The BMW 330e was introduced in 2019 and is equipped with the same engine as the normal 320i, but with an added electric motor. This results in 248 horsepower and 310 lb-ft of torque. Although it has slightly less power than the 330i, it achieves a claimed fuel economy of 75 MPGe.

The 3 Series is the best sedan in its class and the addition of the 330e was a major improvement. The 330e still has the same 8-speed automatic transmission as the regular 3-series, unlike many other hybrids that get CVTs. In addition to the great economy, the 330e can travel about 66 miles in electric-only mode.

2 Hybrid – Lexus UX

Like the Volvo XC40, the Lexus UX is a statement in style† Where the Volvo takes the minimalist approach, the Lexus is all about nooks and crannies – and yet it looks stylish. The UX is the smallest crossover/SUV in the Lexus range and is praised for its low center of gravity and body rigidity.

The UX is equipped with a 2.0-liter naturally aspirated inline-4, which produces 143 horsepower on its own. Fortunately, the motor is coupled to an electric motor. Available in the US, the UX250h produced a combined 181 horsepower, which went to the front wheels only or to all four through an eCVT transmission.

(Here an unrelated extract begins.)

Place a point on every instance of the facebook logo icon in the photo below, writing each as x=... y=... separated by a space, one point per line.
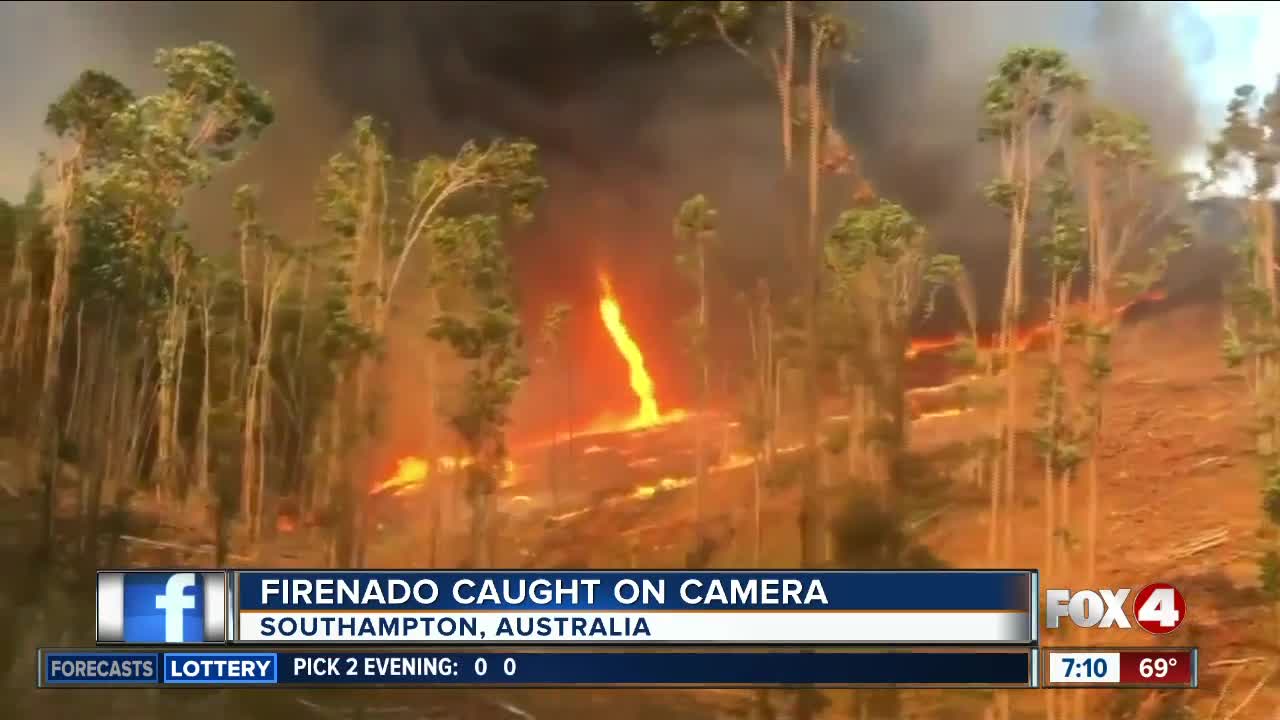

Related: 10 Things to Know Before Buying the 2022 Lexus UX250h

1 Hybrid – Volvo XC40 T5 Charging

Volvo has updated its XC40 range with various hybrid Recharge trims – not to be confused with the electric Recharge trims. It’s all a bit confusing. The hybrid models all feature a 1.5-litre turbocharged inline-3 engine mated to an electric motor. There are three hybrid versions: T4, T5 and T5 AWD.

The base T4 makes 210 horsepower, while the T5 makes 260 horsepower and the T5 AWD makes 305 horsepower. The XC40 Recharge is a great car with excellently minimalist Scandinavian styling – much in the Volvo proper way. The XC40 may be a bit on the expensive side, but it’s definitely a car worth the money.